Git doesn't support this natively, but you can use git-new-workdir to do it.

darcs equivalent for git's submodules?

so yeah just wondering if darcs has anything equivalent to git's submodules.
i.e. lets say I have a repo (myapp) and I have a folder in it called mylibrary. mylibrary doesn't really have anything to do with myapp's development, it just has to be included. mylibrary's development happens in it's own repo, but when someone pulls myapp, it'll also pull an up-to-date version of mylibrary. any ideas?
My first thought: Since darcs is simpler than git (i.e., no branches and remotes--instead you just use directories and URLs, and it's your task to manage them), a darcs submodule would not give much more than what you can achieve with standard things like subdirectories or files inside you darcs repo.

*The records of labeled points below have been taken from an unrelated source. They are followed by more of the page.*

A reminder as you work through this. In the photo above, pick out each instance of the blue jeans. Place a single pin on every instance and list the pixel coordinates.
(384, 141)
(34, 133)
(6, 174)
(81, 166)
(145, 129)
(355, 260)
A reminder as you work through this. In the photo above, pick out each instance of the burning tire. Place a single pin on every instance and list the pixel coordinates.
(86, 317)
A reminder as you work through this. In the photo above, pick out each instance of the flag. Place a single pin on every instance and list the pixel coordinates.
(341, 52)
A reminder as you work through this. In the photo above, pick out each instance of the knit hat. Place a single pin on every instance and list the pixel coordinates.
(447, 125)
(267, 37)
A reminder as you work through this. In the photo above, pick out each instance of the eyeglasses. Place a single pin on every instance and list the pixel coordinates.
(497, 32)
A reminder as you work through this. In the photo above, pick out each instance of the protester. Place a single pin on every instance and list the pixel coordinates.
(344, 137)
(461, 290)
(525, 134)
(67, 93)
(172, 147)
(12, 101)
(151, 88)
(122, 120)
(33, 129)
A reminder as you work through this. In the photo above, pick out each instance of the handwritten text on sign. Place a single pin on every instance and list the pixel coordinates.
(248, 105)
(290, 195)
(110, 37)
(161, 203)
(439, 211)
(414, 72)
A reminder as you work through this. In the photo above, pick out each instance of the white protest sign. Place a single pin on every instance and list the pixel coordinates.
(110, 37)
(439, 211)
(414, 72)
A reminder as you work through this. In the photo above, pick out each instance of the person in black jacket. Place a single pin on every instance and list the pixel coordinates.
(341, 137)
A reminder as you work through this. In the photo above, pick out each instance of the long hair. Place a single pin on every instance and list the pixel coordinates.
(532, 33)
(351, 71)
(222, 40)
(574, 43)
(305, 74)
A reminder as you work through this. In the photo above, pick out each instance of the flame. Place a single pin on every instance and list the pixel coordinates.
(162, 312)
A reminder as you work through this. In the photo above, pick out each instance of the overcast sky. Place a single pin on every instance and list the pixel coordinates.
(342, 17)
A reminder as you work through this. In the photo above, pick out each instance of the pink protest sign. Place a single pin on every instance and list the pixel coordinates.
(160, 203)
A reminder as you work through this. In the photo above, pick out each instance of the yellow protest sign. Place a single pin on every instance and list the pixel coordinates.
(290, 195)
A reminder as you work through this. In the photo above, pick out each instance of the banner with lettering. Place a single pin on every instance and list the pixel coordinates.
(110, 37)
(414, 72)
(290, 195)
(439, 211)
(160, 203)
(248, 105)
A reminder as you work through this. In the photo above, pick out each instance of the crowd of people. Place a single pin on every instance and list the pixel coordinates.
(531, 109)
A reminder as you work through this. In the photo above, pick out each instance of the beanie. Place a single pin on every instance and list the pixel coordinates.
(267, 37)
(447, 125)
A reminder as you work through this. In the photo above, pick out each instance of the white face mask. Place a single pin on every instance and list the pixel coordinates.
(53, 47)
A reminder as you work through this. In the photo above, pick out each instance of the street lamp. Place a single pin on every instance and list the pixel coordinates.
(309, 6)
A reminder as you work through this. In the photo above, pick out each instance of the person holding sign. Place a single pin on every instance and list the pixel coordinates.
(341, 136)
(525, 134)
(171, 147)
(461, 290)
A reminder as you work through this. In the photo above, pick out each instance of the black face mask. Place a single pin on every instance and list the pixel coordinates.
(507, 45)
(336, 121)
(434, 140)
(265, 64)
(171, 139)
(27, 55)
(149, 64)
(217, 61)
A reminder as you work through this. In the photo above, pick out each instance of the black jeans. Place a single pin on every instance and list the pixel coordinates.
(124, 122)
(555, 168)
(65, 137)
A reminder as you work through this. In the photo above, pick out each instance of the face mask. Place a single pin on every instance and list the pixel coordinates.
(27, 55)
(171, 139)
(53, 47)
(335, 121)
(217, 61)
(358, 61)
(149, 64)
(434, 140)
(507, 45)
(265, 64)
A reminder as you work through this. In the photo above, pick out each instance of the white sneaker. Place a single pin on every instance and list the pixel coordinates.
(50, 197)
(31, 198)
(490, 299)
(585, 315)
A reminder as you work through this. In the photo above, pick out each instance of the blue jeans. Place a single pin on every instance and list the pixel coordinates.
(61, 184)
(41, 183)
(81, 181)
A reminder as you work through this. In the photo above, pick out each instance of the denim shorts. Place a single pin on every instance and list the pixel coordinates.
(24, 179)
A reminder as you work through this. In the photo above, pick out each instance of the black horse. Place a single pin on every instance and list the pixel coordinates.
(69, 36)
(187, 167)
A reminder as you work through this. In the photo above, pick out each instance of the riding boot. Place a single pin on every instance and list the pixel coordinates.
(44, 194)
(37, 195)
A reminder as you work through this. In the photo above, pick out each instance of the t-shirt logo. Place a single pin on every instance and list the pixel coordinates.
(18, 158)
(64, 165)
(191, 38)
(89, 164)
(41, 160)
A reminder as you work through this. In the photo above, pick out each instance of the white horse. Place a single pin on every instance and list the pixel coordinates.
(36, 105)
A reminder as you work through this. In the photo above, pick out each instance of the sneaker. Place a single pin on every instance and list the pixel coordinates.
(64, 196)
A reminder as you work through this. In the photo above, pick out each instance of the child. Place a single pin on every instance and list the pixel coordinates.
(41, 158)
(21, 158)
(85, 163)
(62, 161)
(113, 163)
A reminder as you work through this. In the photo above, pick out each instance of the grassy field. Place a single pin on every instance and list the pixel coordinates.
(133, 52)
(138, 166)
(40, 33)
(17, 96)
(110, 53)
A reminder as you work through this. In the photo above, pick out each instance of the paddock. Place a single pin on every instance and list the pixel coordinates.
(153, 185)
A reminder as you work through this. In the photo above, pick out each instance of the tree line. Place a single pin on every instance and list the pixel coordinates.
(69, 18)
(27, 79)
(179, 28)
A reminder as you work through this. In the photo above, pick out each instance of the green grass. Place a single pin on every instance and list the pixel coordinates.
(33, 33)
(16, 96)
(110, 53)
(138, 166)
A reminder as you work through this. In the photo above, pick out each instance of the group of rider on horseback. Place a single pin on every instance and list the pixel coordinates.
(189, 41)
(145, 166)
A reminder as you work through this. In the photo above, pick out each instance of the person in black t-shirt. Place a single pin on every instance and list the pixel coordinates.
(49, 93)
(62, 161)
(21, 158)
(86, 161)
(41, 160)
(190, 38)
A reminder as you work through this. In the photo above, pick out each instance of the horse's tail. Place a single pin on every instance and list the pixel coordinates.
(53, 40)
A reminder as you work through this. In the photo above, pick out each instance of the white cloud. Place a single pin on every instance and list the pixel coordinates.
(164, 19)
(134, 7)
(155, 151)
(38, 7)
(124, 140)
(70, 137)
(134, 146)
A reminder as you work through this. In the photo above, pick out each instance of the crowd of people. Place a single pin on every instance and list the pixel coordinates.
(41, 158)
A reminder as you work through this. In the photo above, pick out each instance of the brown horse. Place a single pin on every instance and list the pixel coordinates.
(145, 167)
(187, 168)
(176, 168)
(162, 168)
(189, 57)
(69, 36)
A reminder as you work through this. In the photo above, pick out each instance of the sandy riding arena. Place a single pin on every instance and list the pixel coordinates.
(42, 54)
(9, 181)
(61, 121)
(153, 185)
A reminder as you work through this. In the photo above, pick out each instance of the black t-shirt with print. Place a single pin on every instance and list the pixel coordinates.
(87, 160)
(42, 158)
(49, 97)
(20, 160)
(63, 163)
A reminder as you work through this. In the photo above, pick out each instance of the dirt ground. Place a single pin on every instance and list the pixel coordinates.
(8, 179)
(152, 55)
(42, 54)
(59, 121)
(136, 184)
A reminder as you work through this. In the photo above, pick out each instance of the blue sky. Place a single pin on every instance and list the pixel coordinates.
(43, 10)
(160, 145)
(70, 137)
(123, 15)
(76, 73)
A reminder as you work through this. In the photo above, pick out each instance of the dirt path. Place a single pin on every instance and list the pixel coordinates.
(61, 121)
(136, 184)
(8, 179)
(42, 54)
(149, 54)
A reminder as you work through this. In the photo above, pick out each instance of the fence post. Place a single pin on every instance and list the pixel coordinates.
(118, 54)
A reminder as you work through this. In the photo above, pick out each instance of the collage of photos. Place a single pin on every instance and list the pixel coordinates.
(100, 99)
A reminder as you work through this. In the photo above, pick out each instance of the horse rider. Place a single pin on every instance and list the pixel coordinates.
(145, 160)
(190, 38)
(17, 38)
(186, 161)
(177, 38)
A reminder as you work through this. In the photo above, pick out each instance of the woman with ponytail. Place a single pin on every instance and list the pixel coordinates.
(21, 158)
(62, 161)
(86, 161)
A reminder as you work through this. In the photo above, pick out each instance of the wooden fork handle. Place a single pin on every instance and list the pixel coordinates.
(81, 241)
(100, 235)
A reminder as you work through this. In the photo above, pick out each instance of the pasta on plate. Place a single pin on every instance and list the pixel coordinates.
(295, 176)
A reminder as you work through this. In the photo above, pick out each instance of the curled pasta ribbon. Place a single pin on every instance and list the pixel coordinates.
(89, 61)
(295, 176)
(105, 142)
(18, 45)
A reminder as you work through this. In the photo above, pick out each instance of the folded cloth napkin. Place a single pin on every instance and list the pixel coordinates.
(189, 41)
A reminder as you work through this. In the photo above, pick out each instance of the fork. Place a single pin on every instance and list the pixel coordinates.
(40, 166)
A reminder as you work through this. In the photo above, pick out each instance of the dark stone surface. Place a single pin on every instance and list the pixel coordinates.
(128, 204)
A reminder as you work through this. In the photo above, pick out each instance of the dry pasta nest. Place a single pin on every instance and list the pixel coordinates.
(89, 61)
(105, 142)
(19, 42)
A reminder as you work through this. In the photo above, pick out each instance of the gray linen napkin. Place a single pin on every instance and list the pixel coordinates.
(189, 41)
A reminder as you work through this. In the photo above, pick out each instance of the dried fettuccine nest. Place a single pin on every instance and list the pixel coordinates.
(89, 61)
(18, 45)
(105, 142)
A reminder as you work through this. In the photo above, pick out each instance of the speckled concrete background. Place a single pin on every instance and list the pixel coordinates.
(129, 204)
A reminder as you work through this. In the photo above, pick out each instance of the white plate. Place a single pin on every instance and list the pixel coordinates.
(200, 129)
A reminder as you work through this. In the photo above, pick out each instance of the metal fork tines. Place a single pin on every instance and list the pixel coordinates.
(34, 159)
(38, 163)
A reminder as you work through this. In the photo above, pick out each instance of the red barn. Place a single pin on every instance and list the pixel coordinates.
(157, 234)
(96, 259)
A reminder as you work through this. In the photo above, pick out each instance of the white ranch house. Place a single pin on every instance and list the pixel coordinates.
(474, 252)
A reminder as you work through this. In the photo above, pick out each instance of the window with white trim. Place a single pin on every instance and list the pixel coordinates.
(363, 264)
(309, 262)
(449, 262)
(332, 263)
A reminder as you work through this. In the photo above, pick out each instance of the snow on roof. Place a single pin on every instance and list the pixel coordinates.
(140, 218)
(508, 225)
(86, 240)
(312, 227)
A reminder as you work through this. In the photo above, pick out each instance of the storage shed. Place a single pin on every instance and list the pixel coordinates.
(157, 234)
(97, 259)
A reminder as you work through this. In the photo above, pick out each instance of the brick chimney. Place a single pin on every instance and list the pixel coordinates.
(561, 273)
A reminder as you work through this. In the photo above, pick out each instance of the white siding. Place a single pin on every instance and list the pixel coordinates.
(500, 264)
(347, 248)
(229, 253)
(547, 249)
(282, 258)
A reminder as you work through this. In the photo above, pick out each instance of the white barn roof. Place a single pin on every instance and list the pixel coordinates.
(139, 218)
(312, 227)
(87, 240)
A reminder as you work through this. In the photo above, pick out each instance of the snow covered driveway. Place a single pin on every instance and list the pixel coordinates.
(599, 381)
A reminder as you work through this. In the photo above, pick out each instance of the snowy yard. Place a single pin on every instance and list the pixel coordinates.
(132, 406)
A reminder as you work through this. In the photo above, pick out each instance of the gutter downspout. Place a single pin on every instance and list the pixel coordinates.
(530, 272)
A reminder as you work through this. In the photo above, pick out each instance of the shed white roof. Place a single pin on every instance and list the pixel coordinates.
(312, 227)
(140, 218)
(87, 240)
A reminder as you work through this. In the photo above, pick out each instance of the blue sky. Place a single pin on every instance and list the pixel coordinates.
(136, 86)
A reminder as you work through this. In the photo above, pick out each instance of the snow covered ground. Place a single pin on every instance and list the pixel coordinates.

If you needed a submodule in order to fix a certain state of the source of the used library, you could perhaps simply put a copy of the library's repo as a subdir and add it to your project's darcs. Compared to git, this would have the disadvantage of bloating the data transfer when someone gets your repo.
If you needed a submodule to tell those who get your repo where to get the updated source of the library (without bloating the size of your repo), you could simply put an URL and an instruction into a README file, or a script, or whatever. Compared to git, the disadvantage is that the state of the library's source as it was when you used it wouldn't be recorded in your commit, so people might get another version of the library, and the compilation wouldn't succeed, and it wouldn't be clear why.
So, the really interesting goal of a submodule could be not just to tell people where to get the library source from (as you write in the question), but to record the state of the subproject that you have actually used for compiling your project, and not to bloat your repo for those who don't want to get the source of the subproject.
Probably, this goal could also be achieved by storing more complex metadata about the state of the subproject, and a more complex hook to get exactly that state (or--by choice--another state) of the subproject. AFAIK from the docs, there is no built-in mechanism for such submodules.
Update (found on the darcs site):
http://darcs.net/Ideas/Subrepositories;
http://darcs.net/Ideas/NestedRepositories.
So, darcs will notice another darcs repo inside your working and it won't touch it. So the first way I've suggested above is shut (if you leave the darcs metadata there).
The second way is like something suggested in one of the section of the latter link. (They suggest an "uglu" script for something like this.)
Another (3rd) idea
Import the patches from the repo you intend to have as a submodule, but first move all files into a subdir. If it were possible just to apply such a moving special patch once and if it was effective for all the patches you import from the repo intended as submodule, but not to the patches you import from a "branch" of the main repo...
...well, it could be a special variant of the pull command (say, import) and of the push command (say, export) that would additionaly translate the paths accordingly.
I don't know of any submodule concept for darcs, which means the usual way to refer to another (shared) repo from a darcs repo would be through symlinks.
Since symlinks aren't supported with darcs, that means you needs to put in place a "posthook sh update-symlinks.sh" hook script to restore those links.
But you could also use add to this hook a check to see first what version of the lined repo is currently loaded, and update that version if needed (provided you have store in one way or another the exact version you need for that shared repo).
That last suggestion is actually close to the implementation of Git submodules or Mercurial subrepos.